Joist is GraphQL agnostic; you can use a different API layer, like REST or GRPC, we are just using GraphQL as an example due to its N+1 prone nature.
How It Works
There are two primary components to Joist's batching:
- Graph navigation, and
em.find
queries
Graph Navigation
To avoid N+1s during graph navigation (using methods author.books.load
or book.author.load
to lazy load data), Joist maintains a dataloader per relation/per edge. For example if you do:
await author1.books.load()
await author2.books.load()
await author3.books.load()
In a loop, the Author.books
o2m relation has a dataloader that collects author1
, author2
, and author3
entities in a list and then issues a SQL single statement for books with WHERE author_id IN (1, 2, 3)
.
Joist has dataloader implementations for all the core relations involved in graph navigation: o2m, m2o, o2o, and m2m. Their implementations are straightforward and generally rock solid.
Find Queries
Besides graph navigation, Joist will also auto-batch em.find
queries, which are more adhoc SELECT
queries (see Find Queries). For example if you do:
await em.find(Author, { firstName: "a1", lastName: "l1" })

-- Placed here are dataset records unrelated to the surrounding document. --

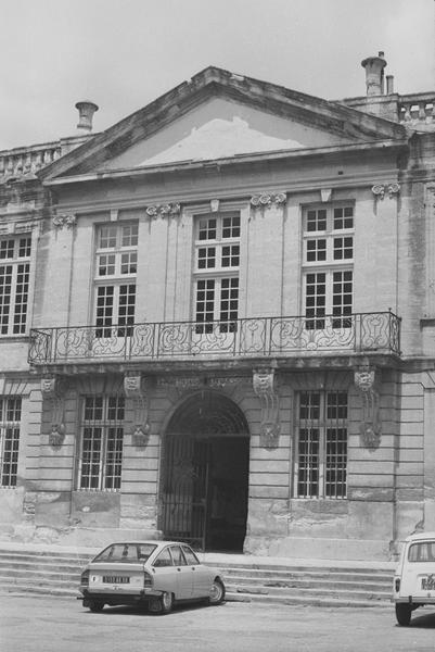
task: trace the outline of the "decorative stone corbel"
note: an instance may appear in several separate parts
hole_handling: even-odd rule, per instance
[[[279,397],[274,388],[274,369],[272,367],[254,369],[253,388],[261,404],[260,446],[267,449],[277,448],[281,424]]]
[[[66,228],[73,228],[76,225],[77,217],[73,213],[62,213],[60,215],[54,215],[51,221],[53,226],[62,229],[64,226]]]
[[[42,398],[51,401],[51,431],[49,435],[50,446],[61,447],[65,439],[65,390],[64,380],[56,376],[42,378],[41,392]]]
[[[385,195],[387,195],[389,199],[393,199],[395,195],[400,192],[400,185],[396,183],[376,184],[372,187],[372,192],[376,199],[384,199]]]
[[[268,208],[274,204],[276,206],[284,205],[287,201],[285,192],[261,192],[260,195],[253,195],[251,198],[251,205],[254,209]]]
[[[146,446],[150,439],[150,422],[148,418],[148,396],[140,374],[124,376],[124,392],[132,399],[135,406],[135,426],[132,442],[135,446]]]
[[[360,434],[362,446],[376,449],[381,443],[381,419],[379,415],[379,392],[376,390],[376,372],[369,366],[355,371],[354,380],[362,396],[362,419]]]
[[[146,215],[149,217],[176,217],[181,212],[181,205],[179,203],[166,203],[166,204],[153,204],[146,208]]]

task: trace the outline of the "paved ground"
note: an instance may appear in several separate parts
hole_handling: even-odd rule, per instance
[[[318,609],[229,602],[167,616],[131,609],[92,614],[66,598],[0,593],[8,652],[434,652],[435,609],[396,625],[394,609]]]

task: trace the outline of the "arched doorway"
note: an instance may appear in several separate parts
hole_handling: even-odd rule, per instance
[[[201,550],[241,552],[246,534],[250,436],[228,397],[204,390],[172,415],[163,444],[159,528]]]

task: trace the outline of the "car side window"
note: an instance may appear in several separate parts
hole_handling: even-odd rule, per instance
[[[165,550],[162,550],[161,554],[155,560],[153,566],[155,566],[157,568],[157,567],[171,566],[171,565],[172,565],[172,557],[170,556],[169,548],[165,548]]]
[[[180,546],[172,546],[170,551],[172,553],[174,564],[176,566],[187,566],[188,565]]]
[[[197,566],[201,563],[193,550],[189,548],[189,546],[182,546],[182,551],[184,553],[185,561],[188,562],[189,566]]]

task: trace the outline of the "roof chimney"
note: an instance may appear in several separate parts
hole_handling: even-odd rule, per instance
[[[386,66],[384,53],[379,52],[378,57],[368,57],[361,61],[361,65],[366,68],[367,95],[384,95],[384,67]]]
[[[95,111],[99,110],[97,104],[93,102],[89,102],[89,100],[84,100],[82,102],[77,102],[76,109],[78,109],[78,125],[77,129],[86,129],[87,131],[92,131],[92,118]]]

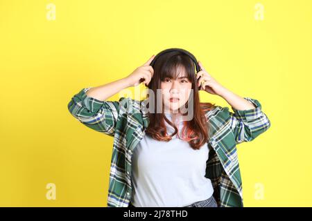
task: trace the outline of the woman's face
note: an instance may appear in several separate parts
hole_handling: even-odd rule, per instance
[[[177,113],[188,101],[192,83],[187,79],[185,71],[182,70],[176,79],[166,77],[161,81],[160,88],[165,113]]]

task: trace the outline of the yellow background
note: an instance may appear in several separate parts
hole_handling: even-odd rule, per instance
[[[245,206],[312,206],[311,8],[308,0],[1,0],[0,206],[106,206],[113,138],[80,124],[67,104],[175,47],[257,99],[271,121],[238,146]],[[56,200],[46,198],[49,183]]]

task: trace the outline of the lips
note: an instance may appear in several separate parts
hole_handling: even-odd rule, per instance
[[[171,102],[177,102],[179,100],[180,100],[180,99],[177,98],[177,97],[171,97],[171,98],[169,99],[169,101],[170,101]]]

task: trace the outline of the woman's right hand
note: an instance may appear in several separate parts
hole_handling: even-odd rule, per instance
[[[141,82],[146,86],[150,83],[154,74],[154,69],[150,66],[150,64],[154,57],[155,55],[146,63],[143,64],[143,66],[137,68],[131,74],[125,78],[128,81],[129,86],[136,86]]]

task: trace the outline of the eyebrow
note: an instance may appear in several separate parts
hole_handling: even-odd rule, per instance
[[[173,77],[165,77],[173,79]],[[183,79],[183,78],[187,78],[187,76],[179,77],[177,79]]]

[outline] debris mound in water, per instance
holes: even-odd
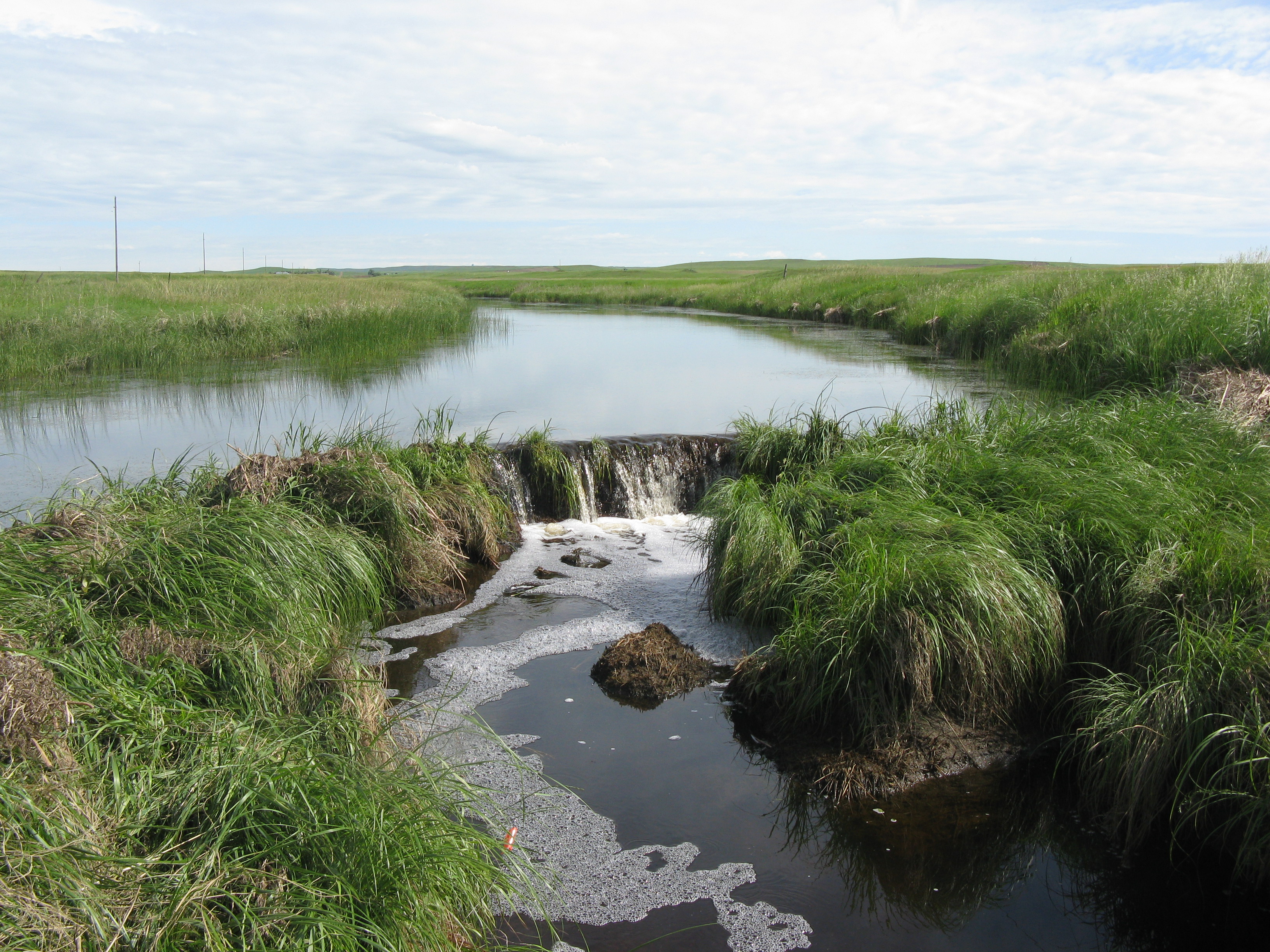
[[[668,697],[709,683],[712,670],[673,631],[653,622],[606,647],[591,677],[610,697],[652,708]]]
[[[1270,419],[1270,376],[1261,371],[1214,367],[1184,372],[1180,387],[1185,396],[1217,406],[1241,425],[1264,425]]]
[[[574,569],[603,569],[612,562],[611,559],[597,556],[589,548],[575,548],[569,555],[560,556],[560,561]]]

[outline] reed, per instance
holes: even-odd
[[[108,480],[0,532],[0,944],[483,942],[528,873],[480,791],[387,739],[382,677],[349,656],[414,545],[386,510],[497,534],[483,444],[443,424],[405,448],[298,434],[298,458],[347,449],[337,472],[274,458],[287,479],[241,491],[211,465]]]
[[[775,628],[734,691],[782,731],[1058,730],[1129,842],[1267,868],[1270,458],[1170,396],[742,420],[701,510],[715,614]]]
[[[521,281],[483,291],[526,302],[693,307],[879,327],[983,359],[1010,380],[1078,395],[1173,387],[1195,368],[1270,366],[1264,253],[1215,265],[851,267],[692,284],[616,275]]]
[[[0,274],[0,381],[163,376],[297,359],[331,368],[457,339],[472,307],[427,282],[328,275]],[[203,368],[206,369],[206,368]]]

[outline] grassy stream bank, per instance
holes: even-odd
[[[0,532],[0,944],[471,948],[517,876],[349,649],[514,533],[489,449],[309,437]]]
[[[682,278],[455,286],[525,302],[696,307],[880,327],[1073,395],[1171,387],[1180,369],[1195,367],[1270,367],[1264,255],[1220,265],[823,268],[709,283]]]

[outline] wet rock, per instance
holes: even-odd
[[[591,677],[610,697],[652,708],[668,697],[709,684],[715,670],[673,631],[653,622],[606,647]]]
[[[560,561],[574,569],[603,569],[612,562],[611,559],[597,556],[589,548],[582,547],[573,550],[569,555],[560,556]]]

await em.find(Author, { firstName: "a2", lastName: "l2" })
await em.find(Author, { firstName: "a3", lastName: "l3" })
In a loop, then em.find
will batch any SELECT
statements that have the same joins and same filtering (essentially the same query structure) in a single statement that looks like:
WITH _find (tag, arg1) AS (VALUES
(1, 'a1', 'l1'),
(2, 'a2', 'l2'),
(3, 'a3', 'l3')
)
SELECT * FROM authors a
JOIN _find ON (a.first_name = _find.arg1 AND a.last_name = _find.arg2);
This approach leverages the Common Table Expression (CTE) of inline values and extra JOIN
clause to essentially apply multiple WHERE
clauses at once. This is admittedly more esoteric than Joist's graph navigation dataloaders, but it achieves the goal of de-N+1-ing the queries.
Joist's em.find
does not support limit
or offset
because they cannot be applied with the JOIN
filtering approach. Instead, for limit
and offset
you can use em.findPaginated
, although note that findPaginated
will not auto-batch, so you should avoid calling it in a loop.